The only way to combat that is with dialogue since hate has a way of silencing understanding. If Gibbons had his way, Joker and Cullen would have died hating each other for no reason beyond the faulty ones fed to them by a society uninterested in evolving. Instead, they find themselves needing to save the other from nature and man with every passing minute. Being chained together demands teamwork and compromise in a way that allows their impulses to take over where peer pressure and emotion would have otherwise. Every time Joker reveals a truth about being white, Cullen stands and smiles knowingly. Every time a stranger’s act reveals a truth about Cullen being Black, Joker lowers his eyes in embarrassment.
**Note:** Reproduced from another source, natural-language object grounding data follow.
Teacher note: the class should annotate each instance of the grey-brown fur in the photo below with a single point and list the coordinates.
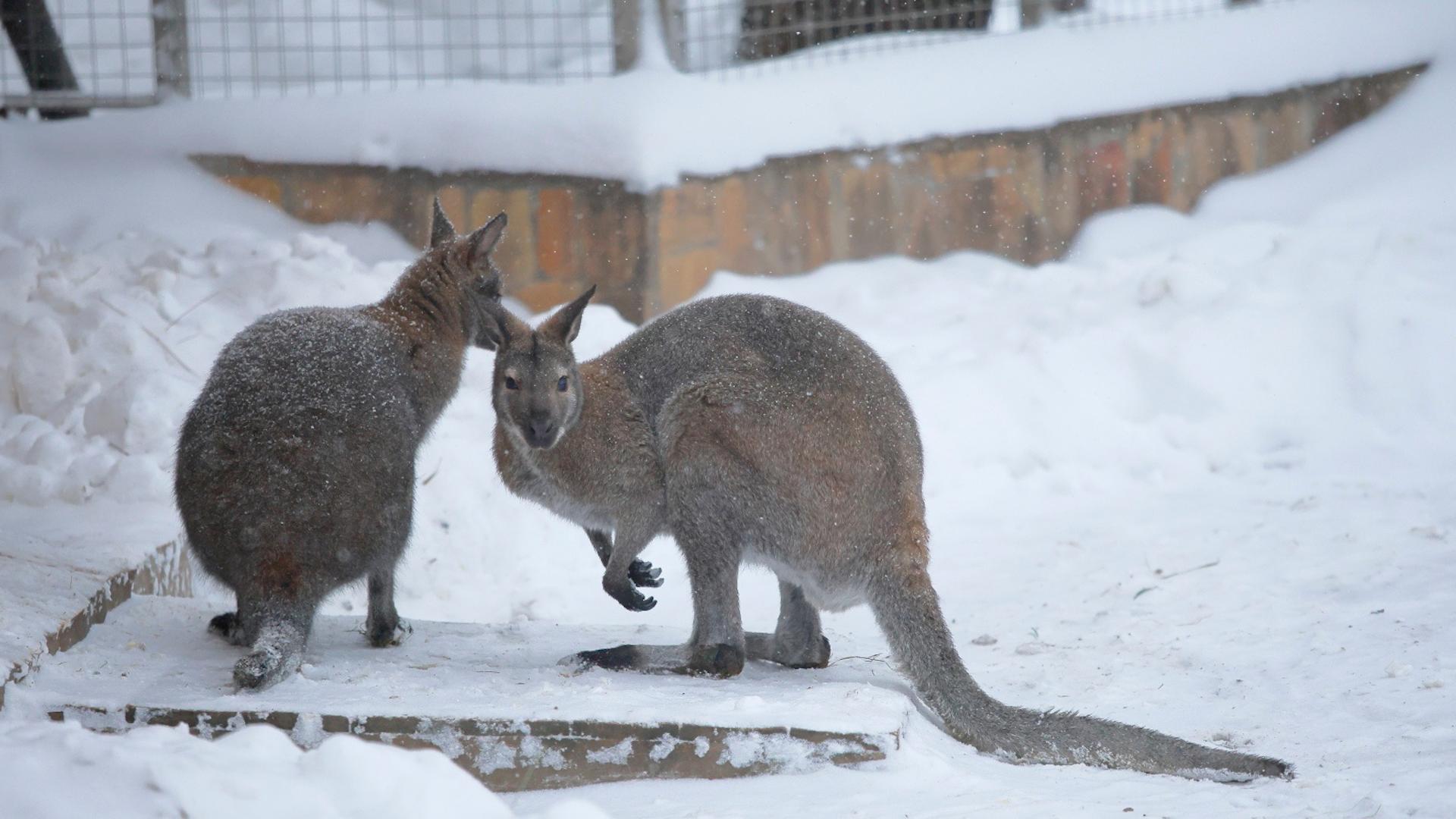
(756, 430)
(296, 465)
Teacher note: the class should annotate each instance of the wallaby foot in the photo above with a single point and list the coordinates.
(383, 626)
(799, 642)
(720, 659)
(388, 634)
(767, 648)
(644, 573)
(229, 627)
(265, 668)
(277, 651)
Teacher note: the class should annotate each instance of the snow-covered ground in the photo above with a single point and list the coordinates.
(1201, 475)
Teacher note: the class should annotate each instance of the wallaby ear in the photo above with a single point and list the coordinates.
(565, 324)
(482, 241)
(440, 228)
(501, 327)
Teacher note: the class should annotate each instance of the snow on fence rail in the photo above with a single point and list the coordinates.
(67, 55)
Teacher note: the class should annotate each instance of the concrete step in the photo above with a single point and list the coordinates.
(491, 697)
(63, 575)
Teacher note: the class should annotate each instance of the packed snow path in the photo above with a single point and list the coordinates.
(492, 698)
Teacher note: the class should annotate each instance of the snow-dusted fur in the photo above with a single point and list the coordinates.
(296, 465)
(758, 430)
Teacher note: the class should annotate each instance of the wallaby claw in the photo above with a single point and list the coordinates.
(644, 573)
(626, 594)
(635, 601)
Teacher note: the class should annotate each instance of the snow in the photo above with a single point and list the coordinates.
(155, 651)
(61, 770)
(1203, 466)
(651, 127)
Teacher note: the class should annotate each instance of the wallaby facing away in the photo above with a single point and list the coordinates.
(296, 466)
(758, 430)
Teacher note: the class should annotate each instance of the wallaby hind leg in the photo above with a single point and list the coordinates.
(717, 646)
(229, 627)
(799, 642)
(383, 626)
(237, 627)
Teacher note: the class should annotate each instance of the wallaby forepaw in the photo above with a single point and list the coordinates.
(644, 573)
(617, 659)
(388, 634)
(629, 598)
(264, 670)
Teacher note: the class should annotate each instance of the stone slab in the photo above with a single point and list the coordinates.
(491, 697)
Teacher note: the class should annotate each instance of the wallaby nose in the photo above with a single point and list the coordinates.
(541, 431)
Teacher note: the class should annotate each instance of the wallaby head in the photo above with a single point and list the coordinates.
(466, 261)
(538, 388)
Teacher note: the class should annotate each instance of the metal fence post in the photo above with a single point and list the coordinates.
(625, 34)
(41, 55)
(169, 41)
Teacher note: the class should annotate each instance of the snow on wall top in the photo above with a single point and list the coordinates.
(653, 126)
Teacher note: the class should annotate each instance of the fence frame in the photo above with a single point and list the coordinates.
(60, 93)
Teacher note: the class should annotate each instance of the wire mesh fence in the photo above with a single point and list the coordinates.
(98, 53)
(727, 37)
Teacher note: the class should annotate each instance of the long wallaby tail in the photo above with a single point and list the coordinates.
(277, 651)
(909, 613)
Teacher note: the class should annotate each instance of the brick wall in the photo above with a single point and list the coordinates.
(1021, 196)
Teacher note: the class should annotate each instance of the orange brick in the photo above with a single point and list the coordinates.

Whether subtle or overt, these performances educate.

Curtis and Poitier earned Oscar nominations for best actor as a result, their rage and sanctimony consistently matched by compassion and loyalty. It’s enough to even overcome the male-ist gaze to ever male gaze when placing them in the home of a recently abandoned mother (Cara Williams) written so archaically that she’s ready to abandon her kid to jump into bed with the (apparently) first (white) man she’s seen in months. Joker and Cullen’s growth as a duo is honest, their communal plight overshadowing the animosity beaten into them from conception. And the evidence of white America’s racism (men, women, law enforcement, and yokels alike) is undeniably accurate too. If killing a white man is the price for killing a Black man, all but two characters say, “Okay.”

Watched in conjunction with my Buffalo, NY film series Cultivate Cinema Circle.